Teachers in Pueblo, Colorado, are striking for higher wages and better health insurance. But even after the district offered them what they said they wanted, the strike continues. (Image source: YouTube video screenshot)

Teachers in Pueblo, Colorado, are striking for a higher salary and better health care coverage. Even after the district offered them what they said they wanted, the strike continues, NBC News reported.

The strike began earlier in the week, keeping thousands of Pueblo students out of class while their teachers followed the example of those in West Virginia, Oklahoma, Kentucky, and Arizona before them.

"Pueblo schools are under attack. What do we do? Fight back," teachers chanted outside the district administration building, according to the Denver Post. "Get up, get down, Pueblo is a union town!"
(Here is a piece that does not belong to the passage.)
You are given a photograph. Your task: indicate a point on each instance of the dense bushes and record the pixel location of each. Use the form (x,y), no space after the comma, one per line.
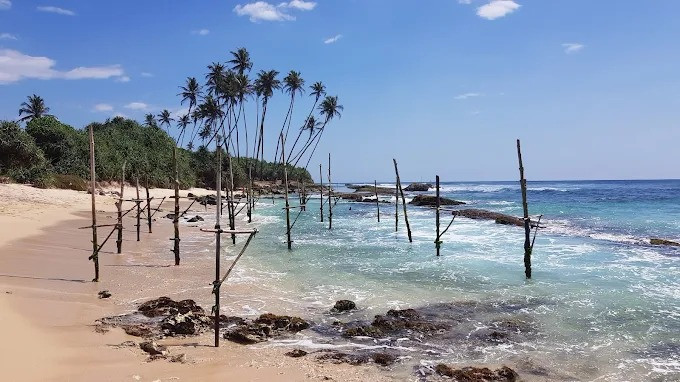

What do the teachers want?

The teachers have asked for a 2 percent cost-of-living raise and an extra $30 per month toward their health insurance. Their request was rejected by the school board, which said it could not afford the raise.

"Nobody disputes that all teachers deserve more," Pueblo School District communications director Dalton Sprouse told NBC. But Sprouse said the district is "not in a condition that we can fund" the raises.

Despite that, the district reportedly offered teachers a package of:

  • $1,000 bonuses this year;
  • Cost-of-living raises next year; and
  • $50 per month toward health insurance starting in September 2018.

However, that wasn't enough to end the strike.

Pueblo teachers make an average of $47,617 annually. While that's below the state and national averages, it means the deal they have been offered would give them more than a 2 percent bonus this year, an actual cost-of-living raise next year, and more than they asked for toward health insurance.

Some teachers have said the strike is about more than salary and health insurance, referring to the poor condition of textbooks or a lack of school supplies. But the demands they are making for additional school funding are not clear.

"I got into teaching because I understand its value to society," East High School teacher Michael Lonsberry told the Denver Post. "You can't have a solid chance at a successful, productive and satisfying life without education."